Full Feature Solutions
Run your simulation synchronized across 64 separate computers without changing a single line of code. Everything you do in Vizard VR Software Toolkit, regardless of how complex the features you utilize, can be supercharged to run across a multiple PC cluster. Doing so let’s you light up more screens in a CAVE™ or increase your render performance in a head-mounted display application. If you want to install more than one GPU in a single PC, clustering is the method to utilize the extra hardware and build your own graphics supercomputer.

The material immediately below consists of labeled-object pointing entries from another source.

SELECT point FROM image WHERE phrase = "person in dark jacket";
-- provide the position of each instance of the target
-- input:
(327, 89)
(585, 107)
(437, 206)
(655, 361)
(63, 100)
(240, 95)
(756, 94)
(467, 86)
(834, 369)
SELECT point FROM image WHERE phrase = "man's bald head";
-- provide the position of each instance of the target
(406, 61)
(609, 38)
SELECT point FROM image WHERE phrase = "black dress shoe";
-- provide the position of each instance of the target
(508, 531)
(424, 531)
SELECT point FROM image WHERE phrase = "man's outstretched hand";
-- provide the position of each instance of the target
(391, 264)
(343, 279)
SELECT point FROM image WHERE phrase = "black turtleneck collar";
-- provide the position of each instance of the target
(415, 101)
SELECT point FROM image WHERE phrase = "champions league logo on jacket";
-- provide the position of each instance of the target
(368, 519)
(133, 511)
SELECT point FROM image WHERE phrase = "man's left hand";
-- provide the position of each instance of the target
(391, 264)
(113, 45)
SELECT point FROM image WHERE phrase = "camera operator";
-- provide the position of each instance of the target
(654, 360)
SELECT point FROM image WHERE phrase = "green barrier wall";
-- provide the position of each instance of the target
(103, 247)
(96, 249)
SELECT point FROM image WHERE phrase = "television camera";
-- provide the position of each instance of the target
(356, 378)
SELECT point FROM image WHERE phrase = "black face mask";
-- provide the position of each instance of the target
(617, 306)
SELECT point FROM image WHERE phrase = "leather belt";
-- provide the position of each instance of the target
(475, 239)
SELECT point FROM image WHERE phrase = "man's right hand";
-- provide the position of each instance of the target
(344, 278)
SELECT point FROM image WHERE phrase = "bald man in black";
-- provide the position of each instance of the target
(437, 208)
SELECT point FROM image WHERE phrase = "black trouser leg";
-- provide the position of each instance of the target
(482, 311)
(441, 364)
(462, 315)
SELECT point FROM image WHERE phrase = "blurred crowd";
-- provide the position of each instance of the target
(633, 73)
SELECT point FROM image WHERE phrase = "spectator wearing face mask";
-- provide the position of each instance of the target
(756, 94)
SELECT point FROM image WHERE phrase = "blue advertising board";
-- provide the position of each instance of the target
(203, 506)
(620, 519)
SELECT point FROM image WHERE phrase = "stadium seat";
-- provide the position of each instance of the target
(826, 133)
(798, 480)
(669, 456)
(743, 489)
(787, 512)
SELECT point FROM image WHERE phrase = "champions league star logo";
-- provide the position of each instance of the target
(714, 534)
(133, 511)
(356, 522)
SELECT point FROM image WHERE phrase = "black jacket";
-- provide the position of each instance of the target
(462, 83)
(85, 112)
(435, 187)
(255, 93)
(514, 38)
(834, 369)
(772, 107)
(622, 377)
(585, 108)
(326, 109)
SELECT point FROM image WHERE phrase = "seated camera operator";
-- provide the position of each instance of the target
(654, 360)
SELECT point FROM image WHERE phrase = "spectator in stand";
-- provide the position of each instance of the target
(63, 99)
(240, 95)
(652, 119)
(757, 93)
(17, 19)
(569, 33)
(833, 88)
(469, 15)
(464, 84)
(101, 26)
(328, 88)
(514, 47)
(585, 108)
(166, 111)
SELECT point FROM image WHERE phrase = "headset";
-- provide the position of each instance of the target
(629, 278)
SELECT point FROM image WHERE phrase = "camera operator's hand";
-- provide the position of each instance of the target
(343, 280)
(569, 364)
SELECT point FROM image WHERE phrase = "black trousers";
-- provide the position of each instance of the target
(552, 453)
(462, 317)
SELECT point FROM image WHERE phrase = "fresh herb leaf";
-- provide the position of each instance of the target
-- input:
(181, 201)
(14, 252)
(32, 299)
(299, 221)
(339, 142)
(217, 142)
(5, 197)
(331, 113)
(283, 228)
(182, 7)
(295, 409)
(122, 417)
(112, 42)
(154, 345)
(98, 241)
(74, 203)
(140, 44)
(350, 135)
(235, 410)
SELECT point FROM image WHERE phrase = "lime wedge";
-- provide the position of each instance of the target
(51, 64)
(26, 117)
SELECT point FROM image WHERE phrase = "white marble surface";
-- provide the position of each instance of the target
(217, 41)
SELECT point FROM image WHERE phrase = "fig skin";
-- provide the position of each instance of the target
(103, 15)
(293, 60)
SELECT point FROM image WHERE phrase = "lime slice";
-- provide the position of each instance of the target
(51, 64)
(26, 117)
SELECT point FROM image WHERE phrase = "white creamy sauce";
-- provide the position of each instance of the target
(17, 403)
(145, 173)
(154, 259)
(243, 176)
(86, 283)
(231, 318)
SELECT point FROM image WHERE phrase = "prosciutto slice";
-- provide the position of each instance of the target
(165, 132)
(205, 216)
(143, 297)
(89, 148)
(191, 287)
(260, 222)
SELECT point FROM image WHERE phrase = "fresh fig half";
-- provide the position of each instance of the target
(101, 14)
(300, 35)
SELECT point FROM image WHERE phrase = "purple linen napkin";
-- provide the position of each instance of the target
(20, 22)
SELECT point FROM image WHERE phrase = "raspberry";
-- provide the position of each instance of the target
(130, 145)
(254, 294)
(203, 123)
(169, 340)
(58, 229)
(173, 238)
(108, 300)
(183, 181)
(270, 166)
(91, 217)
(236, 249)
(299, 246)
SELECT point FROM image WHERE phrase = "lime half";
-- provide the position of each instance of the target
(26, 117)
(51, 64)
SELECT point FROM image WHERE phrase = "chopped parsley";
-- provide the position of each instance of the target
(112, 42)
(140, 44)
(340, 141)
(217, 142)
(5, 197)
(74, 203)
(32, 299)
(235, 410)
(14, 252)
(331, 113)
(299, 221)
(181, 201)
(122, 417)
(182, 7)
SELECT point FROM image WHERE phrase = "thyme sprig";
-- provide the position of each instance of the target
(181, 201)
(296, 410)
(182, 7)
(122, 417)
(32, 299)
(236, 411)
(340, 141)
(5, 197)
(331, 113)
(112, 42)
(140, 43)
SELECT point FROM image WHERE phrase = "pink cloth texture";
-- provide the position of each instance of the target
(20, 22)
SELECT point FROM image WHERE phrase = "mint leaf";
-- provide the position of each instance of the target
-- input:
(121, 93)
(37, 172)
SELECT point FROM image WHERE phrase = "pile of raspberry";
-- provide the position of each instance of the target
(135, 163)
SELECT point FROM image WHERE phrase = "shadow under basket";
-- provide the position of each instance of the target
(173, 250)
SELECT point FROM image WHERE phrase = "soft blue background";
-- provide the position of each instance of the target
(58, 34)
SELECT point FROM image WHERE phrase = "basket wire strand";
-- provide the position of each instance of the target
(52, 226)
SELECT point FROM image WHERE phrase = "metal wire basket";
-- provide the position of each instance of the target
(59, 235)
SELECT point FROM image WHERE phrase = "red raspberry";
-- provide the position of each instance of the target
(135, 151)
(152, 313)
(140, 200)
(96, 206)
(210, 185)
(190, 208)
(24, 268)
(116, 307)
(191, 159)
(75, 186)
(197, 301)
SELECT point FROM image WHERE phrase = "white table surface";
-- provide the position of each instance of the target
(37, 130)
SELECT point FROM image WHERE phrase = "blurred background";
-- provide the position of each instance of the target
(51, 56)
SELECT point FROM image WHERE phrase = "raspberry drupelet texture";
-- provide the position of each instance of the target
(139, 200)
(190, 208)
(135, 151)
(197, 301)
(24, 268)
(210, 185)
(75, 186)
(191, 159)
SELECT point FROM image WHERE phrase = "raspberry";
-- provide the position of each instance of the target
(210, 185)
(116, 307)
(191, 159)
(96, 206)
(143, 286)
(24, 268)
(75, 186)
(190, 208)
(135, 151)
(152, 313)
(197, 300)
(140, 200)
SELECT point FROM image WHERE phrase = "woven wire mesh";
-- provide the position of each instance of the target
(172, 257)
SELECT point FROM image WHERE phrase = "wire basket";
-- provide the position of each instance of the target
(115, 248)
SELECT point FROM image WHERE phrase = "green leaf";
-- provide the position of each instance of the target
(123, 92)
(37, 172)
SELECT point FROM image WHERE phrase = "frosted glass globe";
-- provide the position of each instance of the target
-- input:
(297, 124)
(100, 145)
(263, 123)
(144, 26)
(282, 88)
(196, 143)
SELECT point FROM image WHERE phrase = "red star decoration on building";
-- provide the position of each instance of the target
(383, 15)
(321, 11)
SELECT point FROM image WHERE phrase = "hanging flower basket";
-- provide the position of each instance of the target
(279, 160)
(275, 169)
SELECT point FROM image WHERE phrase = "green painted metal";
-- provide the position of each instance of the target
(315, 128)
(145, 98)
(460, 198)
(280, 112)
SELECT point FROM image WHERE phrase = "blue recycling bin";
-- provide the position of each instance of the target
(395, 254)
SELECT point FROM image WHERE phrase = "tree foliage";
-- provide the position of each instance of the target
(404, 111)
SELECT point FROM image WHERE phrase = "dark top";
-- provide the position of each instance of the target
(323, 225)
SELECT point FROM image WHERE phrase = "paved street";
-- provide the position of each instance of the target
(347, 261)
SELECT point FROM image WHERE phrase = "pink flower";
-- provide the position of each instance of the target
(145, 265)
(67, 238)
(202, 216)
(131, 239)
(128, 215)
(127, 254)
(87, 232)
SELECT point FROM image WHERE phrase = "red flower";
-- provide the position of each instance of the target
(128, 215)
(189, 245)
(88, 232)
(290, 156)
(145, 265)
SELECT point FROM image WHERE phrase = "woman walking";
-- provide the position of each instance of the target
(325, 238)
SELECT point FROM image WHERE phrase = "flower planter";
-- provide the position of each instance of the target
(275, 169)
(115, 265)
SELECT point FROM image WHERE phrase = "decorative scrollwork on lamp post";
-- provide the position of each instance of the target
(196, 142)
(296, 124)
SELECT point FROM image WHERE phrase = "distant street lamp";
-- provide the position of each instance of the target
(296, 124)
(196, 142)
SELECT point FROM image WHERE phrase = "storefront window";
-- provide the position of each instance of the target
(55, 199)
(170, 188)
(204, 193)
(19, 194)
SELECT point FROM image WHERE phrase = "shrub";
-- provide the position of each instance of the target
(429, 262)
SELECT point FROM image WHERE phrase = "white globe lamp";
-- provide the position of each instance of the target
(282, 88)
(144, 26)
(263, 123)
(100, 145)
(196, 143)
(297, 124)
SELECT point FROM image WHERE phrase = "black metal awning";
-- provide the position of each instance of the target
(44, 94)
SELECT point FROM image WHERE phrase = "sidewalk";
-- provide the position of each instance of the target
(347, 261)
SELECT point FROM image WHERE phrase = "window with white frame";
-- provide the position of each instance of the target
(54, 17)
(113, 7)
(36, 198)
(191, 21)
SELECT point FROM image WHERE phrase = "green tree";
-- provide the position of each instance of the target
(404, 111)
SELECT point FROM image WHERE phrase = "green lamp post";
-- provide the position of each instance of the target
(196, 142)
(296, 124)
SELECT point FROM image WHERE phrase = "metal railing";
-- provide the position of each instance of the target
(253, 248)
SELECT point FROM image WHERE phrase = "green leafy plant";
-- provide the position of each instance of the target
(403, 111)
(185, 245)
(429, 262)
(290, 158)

Augmented reality is a live view of the real world with virtual elements superimposed on the scene. When used with a head-mounted display, a user can move about a physical environment and see computer generated objects attached to the physical scene. When used with a desktop or handheld screen, users can experience an almost magical visual effect of seeing 3D object suddenly floating before themselves.
Vizard Virtual Reality Toolkit uses the widely known AR Toolworks (the commercial version of AR Toolkit) and another technology by Taiwanese Gathertek. Both virtual reality software technologies provide robust fiducial and natural feature based tracking.
Based on ODE (Open Dynamics Engine), our open source physics approach provides a high performance library for simulating rigid body dynamics. It features advanced joint types and integrated collision detection with friction. This physics engine is especially useful for simulating vehicles, objects in virtual reality environments, and robotics simulation applications such as mobile robot locomotion and grasping.
SDK / Extendability
The Vizard SDK gives C++ developers the ability to extend the functionality of Vizard. The SDK is used to create DLL plug-ins that can interface with Vizard virtual reality scripts. The plug-ins can be used for many things, including:
Access to underlying OpenSceneGraph objects (nodes, textures, etc.)
Creating custom OpenSceneGraph nodes and textures
Interfacing with hardware devices (trackers, sensors, etc.)
OpenSceneGraph 3.0 is used at Vizard’s core which provide a flexible platform for you to further extend its capabilities.